It's 5 o'clock on a Wednesday, and Ricky Stein has spent his afternoon driving from San Marcos, Texas, southeast to Lubbock. Tonight he'll perform his original roots-rock songs at Bash Riprock's, a college bar one block west of Texas Tech University.
Three hundred and thirty-three miles separate San Marcos and Lubbock, and Stein is driving all of it alone.
"I don't mind," he says when he pulls off the road to talk to me by phone. "I actually kind of like it. I've written songs when I'm on the road by myself."

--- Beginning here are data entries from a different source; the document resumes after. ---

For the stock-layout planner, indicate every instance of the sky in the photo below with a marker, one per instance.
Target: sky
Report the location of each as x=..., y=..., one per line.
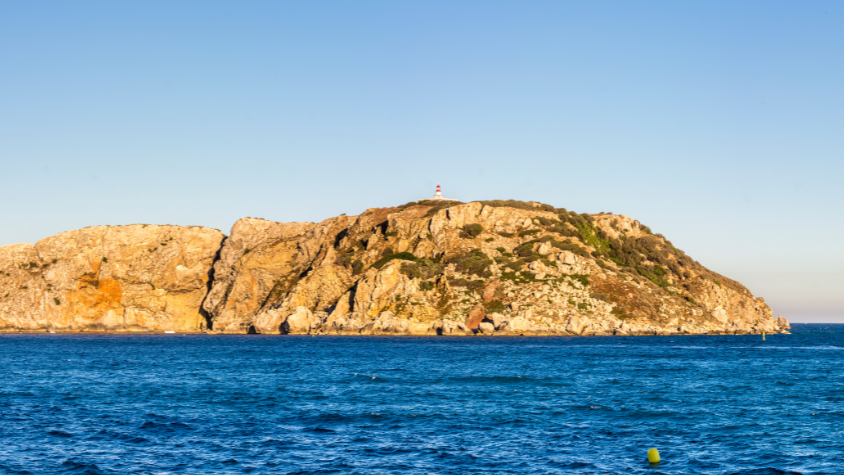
x=717, y=124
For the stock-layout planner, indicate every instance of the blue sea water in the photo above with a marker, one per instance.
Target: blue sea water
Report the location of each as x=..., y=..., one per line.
x=201, y=404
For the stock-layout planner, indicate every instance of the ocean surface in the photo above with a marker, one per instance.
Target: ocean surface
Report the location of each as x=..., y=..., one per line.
x=205, y=404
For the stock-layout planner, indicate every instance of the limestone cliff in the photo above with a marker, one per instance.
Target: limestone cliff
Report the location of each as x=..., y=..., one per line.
x=138, y=277
x=488, y=267
x=430, y=267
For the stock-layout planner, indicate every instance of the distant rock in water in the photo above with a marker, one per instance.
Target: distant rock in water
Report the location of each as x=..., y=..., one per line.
x=428, y=267
x=109, y=278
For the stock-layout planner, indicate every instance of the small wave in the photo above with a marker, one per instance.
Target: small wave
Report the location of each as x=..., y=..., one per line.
x=72, y=466
x=765, y=471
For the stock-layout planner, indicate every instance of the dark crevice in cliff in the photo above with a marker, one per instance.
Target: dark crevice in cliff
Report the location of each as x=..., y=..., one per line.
x=209, y=319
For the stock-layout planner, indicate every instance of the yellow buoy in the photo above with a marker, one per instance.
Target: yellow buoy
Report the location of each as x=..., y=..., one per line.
x=653, y=456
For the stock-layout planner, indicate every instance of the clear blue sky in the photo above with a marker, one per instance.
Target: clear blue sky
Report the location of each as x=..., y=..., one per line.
x=718, y=124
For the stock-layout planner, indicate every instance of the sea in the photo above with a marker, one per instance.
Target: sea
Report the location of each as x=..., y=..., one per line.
x=209, y=404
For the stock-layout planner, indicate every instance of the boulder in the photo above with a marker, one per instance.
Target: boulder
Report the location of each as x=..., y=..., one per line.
x=496, y=318
x=489, y=292
x=475, y=317
x=720, y=314
x=577, y=324
x=298, y=322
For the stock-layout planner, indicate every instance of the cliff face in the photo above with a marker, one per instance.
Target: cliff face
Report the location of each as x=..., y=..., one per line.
x=477, y=267
x=422, y=268
x=138, y=277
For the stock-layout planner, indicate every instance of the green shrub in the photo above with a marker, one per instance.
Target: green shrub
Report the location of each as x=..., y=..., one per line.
x=531, y=206
x=421, y=269
x=583, y=279
x=405, y=256
x=473, y=230
x=440, y=206
x=496, y=306
x=426, y=286
x=471, y=285
x=474, y=262
x=524, y=250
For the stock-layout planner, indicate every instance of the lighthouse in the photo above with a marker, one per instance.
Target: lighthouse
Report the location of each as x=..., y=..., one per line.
x=439, y=194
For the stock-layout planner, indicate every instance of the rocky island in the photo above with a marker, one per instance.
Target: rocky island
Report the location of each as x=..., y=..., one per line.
x=433, y=267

This month, Stein will drive alone from bar to coffeehouse and state to state, guitar in his backseat. He'll play solo shows in Colorado, Nebraska, Minnesota, Wisconsin, Illinois, Missouri, Tennessee, Alabama and Louisiana, all before Memorial Day.

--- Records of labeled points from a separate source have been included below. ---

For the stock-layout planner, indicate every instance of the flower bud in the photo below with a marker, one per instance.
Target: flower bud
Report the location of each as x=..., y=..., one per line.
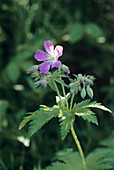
x=35, y=74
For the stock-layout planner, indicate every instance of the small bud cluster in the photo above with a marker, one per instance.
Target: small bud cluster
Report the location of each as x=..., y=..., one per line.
x=39, y=78
x=65, y=69
x=82, y=84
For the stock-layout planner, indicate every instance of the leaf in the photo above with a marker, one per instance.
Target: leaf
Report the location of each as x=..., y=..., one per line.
x=63, y=98
x=98, y=105
x=12, y=71
x=66, y=125
x=89, y=91
x=83, y=93
x=80, y=110
x=76, y=32
x=25, y=120
x=61, y=82
x=88, y=115
x=40, y=118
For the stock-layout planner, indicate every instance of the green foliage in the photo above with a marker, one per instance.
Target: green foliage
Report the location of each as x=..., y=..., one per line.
x=39, y=118
x=82, y=109
x=24, y=26
x=99, y=159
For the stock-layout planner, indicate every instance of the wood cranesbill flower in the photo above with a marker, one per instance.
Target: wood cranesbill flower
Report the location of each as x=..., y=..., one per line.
x=50, y=57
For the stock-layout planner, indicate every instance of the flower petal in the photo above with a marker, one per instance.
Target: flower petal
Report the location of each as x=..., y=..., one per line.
x=41, y=55
x=44, y=67
x=49, y=47
x=56, y=63
x=67, y=73
x=58, y=51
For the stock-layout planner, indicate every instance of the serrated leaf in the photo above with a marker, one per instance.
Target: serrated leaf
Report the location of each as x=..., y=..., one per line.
x=66, y=125
x=61, y=82
x=88, y=115
x=41, y=118
x=63, y=98
x=89, y=91
x=26, y=120
x=80, y=110
x=12, y=71
x=83, y=93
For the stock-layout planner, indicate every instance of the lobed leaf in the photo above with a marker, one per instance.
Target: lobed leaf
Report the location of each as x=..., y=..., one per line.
x=41, y=118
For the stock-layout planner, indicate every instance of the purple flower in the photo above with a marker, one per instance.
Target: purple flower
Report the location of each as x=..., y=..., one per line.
x=50, y=58
x=68, y=72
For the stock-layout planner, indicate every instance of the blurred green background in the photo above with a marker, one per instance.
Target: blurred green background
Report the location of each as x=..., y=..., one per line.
x=85, y=29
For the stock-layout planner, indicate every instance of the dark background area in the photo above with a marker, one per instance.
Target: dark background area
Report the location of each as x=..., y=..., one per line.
x=85, y=29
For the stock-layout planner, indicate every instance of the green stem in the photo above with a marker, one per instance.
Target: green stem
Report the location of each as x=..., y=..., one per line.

"I just love to play for people," says Stein. "I'm addicted to it." Stein's Madison tour stop is Friday, May 21, at Mother Fool's Coffeehouse.
Stein, 26, grew up in Austin. He still lives there when he's not on tour.
His father, Rick Stein, was an Austin musician in the 1970s, but Ricky says he didn't catch the music bug until he was in high school. That's when he went to a house party and saw a friend play a cover of Santana's "Oye Como Va."
"There was just something about the way he was playing it," says Stein. "I thought it was so cool, and I knew that's what I wanted to do."
Stein released his solo debut, Crazy Days, in 2009. The album is a diverse set of roots-rock. "One and the Same" shows off his bluesy side. "Keap St." is a bittersweet, mellow country-rock song. The piano ballad "Tarrytown" sounds like an Elliott Smith song.
When he's not playing solo, Stein performs in Austin as part of the .44, a roots-rock band that released a four-song EP earlier this month.
Stein will drive alone more than 200 miles from Minneapolis to Madison on Friday. Then he'll play to a Madison crowd to earn gas money for the next day.
And that's just how he likes it. "It's what I want to do every night."